Choosing The Model:

The model chosen is a vector quantized (VQ) diffusion model based on these two papers:

Vector Quantized Diffusion Model for Text-to-Image Synthesis
Improved Vector Quantized Diffusion Models

Installing The Code Requirements:

There are three ways to run the project:

A .pynb file that was built to work with Google Colab.
A method through CLI.
A method through a web app.

Method number 1 only requires that the user uploads the file to Colab. Everything will run smoothly after installing the packages by simply running the first cell.
Methods number 2 and 3 require downloading some packages. These packages are in "Requirements.txt" file. You simply need to create an environment (preferrably using Anaconda) and do the following:

Choose Python 3.10.11
After the environement is created, open a terminal with this environment.
Copy each command in "Requirements.txt" to the terminal and run it.

Running The Training:

There are two ways to train:

Through Colab using the .ipynb file.
Through the given source code files.

To train using method 1:

Go to "configs/coco.yaml"
You can control all the configurations for training in this file. Feel free to leave it as it is.
Simply follow the steps in the notebook which include:
- Installing the packages.
- Cloning the repo.
- Downloading the dataset.
- Running the training file.

To train using method 2:

Create a folder called "datasets" in the root directory of the project.
Create a folder called "MSCOCO_Caption" in "datasets".
Follow the directory structure for Microsoft COCO Dataset in the "Data Preparing" section in "readme.md" file.
Download the dataset, choose:
- 2014 Train images
- 2014 Val iamges
- 2014 Train/Val annotations
"2014 Train images" is a compressed file containing a folder called "train 2014".
"2014 Val images" is a compressed file containing a folder called "val 2014".
"2014 Train/Val annotations" is a compressed file containing .JSON files. You only need two:
- "captions_train2014.json"
- "captions_val2014.json"
Go to "configs/coco.yaml"
You can control all the configurations for training in this file. Feel free to leave it as it is.
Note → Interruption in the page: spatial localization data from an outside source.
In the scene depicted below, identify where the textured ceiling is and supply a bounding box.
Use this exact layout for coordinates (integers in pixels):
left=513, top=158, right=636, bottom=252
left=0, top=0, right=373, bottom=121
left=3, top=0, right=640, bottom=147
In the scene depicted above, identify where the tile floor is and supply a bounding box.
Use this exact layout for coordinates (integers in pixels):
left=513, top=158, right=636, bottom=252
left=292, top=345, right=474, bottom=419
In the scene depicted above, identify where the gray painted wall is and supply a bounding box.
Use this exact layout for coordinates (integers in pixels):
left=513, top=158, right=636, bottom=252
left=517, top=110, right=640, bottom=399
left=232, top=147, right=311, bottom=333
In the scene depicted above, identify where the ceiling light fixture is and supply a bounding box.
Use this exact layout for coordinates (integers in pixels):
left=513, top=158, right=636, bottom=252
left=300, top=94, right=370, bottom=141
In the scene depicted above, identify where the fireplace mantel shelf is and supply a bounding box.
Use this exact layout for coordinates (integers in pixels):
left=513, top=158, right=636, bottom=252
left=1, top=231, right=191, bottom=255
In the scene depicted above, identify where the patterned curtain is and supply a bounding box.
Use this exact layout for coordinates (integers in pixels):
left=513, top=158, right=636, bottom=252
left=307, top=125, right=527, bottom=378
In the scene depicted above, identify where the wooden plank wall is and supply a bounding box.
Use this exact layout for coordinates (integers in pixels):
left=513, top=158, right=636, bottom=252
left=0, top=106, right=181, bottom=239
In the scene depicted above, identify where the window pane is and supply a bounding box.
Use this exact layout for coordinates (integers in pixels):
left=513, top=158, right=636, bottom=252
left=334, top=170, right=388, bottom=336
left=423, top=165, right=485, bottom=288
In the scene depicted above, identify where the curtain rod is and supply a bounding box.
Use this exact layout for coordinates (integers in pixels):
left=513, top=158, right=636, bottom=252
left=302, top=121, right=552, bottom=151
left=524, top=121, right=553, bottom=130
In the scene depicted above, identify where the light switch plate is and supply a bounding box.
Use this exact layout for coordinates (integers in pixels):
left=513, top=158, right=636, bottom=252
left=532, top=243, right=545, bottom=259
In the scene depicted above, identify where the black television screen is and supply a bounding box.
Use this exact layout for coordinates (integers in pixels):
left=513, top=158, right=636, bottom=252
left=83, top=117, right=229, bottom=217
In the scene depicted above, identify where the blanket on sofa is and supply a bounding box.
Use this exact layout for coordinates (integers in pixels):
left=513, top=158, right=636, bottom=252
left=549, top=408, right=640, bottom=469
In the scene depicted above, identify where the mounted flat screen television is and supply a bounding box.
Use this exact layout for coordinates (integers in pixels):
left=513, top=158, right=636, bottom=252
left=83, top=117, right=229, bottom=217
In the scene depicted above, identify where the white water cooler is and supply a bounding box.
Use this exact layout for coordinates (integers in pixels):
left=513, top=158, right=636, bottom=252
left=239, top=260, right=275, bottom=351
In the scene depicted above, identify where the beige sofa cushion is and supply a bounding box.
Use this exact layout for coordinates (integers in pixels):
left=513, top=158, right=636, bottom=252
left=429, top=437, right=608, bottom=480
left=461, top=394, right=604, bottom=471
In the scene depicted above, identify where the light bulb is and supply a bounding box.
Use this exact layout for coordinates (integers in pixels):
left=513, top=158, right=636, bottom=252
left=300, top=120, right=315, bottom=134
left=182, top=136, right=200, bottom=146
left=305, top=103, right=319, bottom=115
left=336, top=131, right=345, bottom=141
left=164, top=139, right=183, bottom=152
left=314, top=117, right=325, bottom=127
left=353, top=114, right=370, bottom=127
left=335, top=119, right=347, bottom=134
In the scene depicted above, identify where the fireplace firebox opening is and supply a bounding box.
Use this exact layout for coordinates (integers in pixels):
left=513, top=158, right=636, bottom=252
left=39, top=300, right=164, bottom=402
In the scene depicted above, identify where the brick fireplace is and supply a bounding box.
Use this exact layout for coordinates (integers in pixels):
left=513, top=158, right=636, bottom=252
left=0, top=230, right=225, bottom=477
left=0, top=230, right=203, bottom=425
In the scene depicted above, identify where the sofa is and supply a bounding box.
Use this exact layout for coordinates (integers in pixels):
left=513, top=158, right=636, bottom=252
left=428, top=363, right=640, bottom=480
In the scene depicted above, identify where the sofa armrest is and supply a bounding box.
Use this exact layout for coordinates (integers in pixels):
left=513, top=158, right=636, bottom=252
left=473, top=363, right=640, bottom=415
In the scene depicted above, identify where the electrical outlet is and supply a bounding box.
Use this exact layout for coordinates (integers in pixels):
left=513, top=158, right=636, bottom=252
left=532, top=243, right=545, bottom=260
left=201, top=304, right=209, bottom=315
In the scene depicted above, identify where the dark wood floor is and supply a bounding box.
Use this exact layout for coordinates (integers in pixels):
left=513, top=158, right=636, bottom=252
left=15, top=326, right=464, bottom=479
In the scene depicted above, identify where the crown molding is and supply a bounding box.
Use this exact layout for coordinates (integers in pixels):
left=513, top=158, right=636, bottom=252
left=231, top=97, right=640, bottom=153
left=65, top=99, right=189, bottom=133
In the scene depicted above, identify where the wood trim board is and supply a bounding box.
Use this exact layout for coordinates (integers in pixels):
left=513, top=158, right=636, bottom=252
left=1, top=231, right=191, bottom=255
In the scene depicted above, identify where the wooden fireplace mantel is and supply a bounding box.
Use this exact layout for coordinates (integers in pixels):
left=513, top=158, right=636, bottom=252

**Note: Training requires a powerful machine with lost of VRAM.

Samples:

Since training requires a very powerful system. I could not train using the original COCO 2014 dataset. I created a stripped down version.
The reason for this was to check that the training works. I also trained for one epoch. So, it goes without saying that the model will not produce good results.
Even the provided pretrained model was not trained for a lot of epochs.
In this section, I'm going to compare the outputs of my trained model and the pretrained model using the same propmt: "A group of elephants walking in muddy water"
There are six different inference methods which will also be shown.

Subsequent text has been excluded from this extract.